Enbridge aims to hold 50 per cent of the new company, said John Carruthers, president of Northern Gateway, though that share could drop below 50 per cent depending on the level of aboriginal ownership in the company. Enbridge will operate the pipeline, he added.
Robinson pressed the company with the contention that stated-owned companies do not always act “like rational free-market companies.” Rather they could act to pursue Chinese national policy and thereby distorting the market, said Robinson, who is acting for Forest Ethics Advocacy, Living Oceans Society and Raincoast Conservation Foundation.
But Roland Priddle, an economist for Enbridge, argued that the Chinese presence in the oilsands “is extremely small” even if CNOOC’s $15-billion Nexen acquisition goes ahead. The purchase would be China’s largest overseas acquisition if it is approved by the federal government and comes with reserves of 14.5 billion barrels.
Outside the hearing, Enbridge spokesman Paul Stanway dismissed questions about China as “fearmongering” and “a red herring.”
“Whoever owns this pipeline, it has to run it under Canadian regulations,” said Stanway.
In an interview later, Robinson said the public concern is that state-owned companies might not play by free market rules. If that happens, there might be downward pressure on the prices Chinese companies would pay for Alberta bitumen.
“State owned companies don’t always act as pure free-market players … If that happens, the economic benefits to Canada might change. Would that influence the price, for instance?”

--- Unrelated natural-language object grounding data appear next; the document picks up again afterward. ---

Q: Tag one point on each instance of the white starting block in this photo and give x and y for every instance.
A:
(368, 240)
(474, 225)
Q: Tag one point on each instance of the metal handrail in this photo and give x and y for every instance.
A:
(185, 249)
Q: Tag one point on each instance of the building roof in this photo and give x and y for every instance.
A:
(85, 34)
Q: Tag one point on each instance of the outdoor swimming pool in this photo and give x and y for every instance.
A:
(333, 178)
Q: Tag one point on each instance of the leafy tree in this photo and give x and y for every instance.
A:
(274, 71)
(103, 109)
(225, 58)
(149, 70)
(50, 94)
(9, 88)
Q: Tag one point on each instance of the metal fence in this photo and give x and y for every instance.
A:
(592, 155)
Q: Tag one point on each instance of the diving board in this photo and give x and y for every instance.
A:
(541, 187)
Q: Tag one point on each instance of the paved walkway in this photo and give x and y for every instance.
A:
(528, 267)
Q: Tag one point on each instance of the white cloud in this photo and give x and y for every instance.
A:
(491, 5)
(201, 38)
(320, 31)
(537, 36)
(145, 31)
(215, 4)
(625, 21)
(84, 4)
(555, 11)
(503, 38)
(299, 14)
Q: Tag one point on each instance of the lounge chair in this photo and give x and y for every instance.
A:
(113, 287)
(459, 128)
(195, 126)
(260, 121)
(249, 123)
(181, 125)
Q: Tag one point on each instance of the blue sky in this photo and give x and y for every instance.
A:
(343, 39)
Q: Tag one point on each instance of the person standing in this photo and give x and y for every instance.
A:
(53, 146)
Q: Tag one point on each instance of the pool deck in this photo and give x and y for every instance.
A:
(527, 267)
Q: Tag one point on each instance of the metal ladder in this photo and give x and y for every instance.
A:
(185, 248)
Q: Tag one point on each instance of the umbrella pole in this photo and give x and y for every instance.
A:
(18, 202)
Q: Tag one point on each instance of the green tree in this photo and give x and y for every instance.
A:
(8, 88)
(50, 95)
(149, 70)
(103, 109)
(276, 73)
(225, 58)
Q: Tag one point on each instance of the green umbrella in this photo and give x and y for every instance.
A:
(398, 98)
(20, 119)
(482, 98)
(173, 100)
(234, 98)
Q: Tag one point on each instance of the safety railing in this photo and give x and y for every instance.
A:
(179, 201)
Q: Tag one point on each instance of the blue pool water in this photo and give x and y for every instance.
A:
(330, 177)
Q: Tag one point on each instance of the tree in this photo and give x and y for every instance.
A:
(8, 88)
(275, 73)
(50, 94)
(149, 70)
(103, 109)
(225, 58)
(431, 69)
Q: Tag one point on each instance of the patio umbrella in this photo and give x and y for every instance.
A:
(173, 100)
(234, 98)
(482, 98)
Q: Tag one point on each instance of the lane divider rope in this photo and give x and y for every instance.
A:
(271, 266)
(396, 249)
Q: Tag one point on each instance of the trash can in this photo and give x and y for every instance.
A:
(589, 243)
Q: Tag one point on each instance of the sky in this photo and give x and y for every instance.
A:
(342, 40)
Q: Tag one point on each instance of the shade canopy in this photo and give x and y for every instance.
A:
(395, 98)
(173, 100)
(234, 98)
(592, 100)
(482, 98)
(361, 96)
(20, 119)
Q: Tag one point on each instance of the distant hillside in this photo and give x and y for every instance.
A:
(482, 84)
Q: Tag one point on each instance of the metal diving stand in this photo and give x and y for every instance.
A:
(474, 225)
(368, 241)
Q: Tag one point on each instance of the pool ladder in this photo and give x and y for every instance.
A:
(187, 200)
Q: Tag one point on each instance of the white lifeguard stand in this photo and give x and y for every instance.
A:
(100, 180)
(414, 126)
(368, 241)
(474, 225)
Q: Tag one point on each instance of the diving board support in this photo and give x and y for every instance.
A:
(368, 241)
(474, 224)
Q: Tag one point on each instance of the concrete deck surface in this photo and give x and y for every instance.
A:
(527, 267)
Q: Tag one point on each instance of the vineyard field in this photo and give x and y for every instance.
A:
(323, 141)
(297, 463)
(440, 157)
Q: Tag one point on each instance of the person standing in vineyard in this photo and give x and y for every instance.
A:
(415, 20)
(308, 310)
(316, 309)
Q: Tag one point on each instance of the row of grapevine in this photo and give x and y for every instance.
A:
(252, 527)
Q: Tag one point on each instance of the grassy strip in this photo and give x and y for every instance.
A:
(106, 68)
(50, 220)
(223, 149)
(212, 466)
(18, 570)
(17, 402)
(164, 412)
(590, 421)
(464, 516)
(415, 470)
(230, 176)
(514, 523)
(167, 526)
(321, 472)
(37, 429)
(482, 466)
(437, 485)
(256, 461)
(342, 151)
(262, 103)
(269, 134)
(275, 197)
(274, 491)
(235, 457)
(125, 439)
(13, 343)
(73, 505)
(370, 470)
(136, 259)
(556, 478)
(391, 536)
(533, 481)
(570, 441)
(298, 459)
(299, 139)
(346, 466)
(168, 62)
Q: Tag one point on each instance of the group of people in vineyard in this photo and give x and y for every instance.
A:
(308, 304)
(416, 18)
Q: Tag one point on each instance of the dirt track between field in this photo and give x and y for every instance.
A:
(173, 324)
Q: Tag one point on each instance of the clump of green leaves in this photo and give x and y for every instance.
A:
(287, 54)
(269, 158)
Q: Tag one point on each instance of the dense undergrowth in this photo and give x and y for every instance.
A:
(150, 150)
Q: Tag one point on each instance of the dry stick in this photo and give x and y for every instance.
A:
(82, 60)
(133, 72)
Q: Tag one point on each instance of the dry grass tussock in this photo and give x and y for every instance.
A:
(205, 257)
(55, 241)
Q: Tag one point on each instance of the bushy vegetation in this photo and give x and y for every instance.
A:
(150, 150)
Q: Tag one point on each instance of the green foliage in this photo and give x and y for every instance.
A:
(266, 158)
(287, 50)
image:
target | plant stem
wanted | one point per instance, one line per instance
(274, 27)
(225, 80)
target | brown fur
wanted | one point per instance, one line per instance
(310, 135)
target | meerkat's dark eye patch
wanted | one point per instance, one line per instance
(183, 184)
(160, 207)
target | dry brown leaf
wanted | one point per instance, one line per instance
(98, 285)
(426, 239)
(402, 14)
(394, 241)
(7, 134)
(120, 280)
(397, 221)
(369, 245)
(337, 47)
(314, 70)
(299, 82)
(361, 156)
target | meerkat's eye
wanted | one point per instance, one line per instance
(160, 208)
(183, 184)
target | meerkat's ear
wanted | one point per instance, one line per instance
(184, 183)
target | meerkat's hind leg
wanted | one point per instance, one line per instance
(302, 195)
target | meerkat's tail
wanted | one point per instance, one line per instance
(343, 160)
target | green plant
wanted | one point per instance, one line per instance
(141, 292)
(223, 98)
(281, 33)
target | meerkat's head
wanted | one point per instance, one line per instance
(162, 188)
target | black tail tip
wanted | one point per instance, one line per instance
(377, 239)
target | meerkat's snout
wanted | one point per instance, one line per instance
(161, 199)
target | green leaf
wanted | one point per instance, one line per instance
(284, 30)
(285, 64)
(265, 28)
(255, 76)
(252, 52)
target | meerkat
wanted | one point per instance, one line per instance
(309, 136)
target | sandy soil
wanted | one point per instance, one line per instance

Almost all of the estimated $312 billion in economic benefits from the proposed pipeline comes from the higher price for Alberta bitumen that Enbridge says will result from opening new markets in Asia.
Robinson also challenged Enbridge’s estimates of the cost of carbon reduction, suggesting the company significantly underestimates the cost of greenhouse gases in the project.
Enbridge studies peg the cost of reducing carbon emissions at $20 a tonne. The last national study put that cost at $50 a tonne. Alberta charges a levy of $15 a tonne on excess greenhouse gas emissions.
Enbridge said it is confident of its figures. The company also noted it has promised to conserve an acre of land for every acre disturbed along the pipeline route and is committed to plant a new tree for every one removed during construction.
Robinsons also asked the company why it did not include costs such as the additional cost of maintaining clean air and water, and the range of services such as new roads needed to meet demands of expanding oilsands production in Alberta.
Enbridge economist Bob Mansell from Calgary said those costs would apply to any economic expansion project and therefore are not directly tied to the proposed pipeline.
The only differences are the greenhouse gas emissions in construction and operation of the pipeline, he added.
The hearings, the final phase of the pipeline review, will resume in Edmonton Sept. 17 and continue until Sept. 28. After that they will move to Prince George, B.C. to deal with pipeline design and spill response and to Prince Rupert, B.C. to deal with marine environmental issues.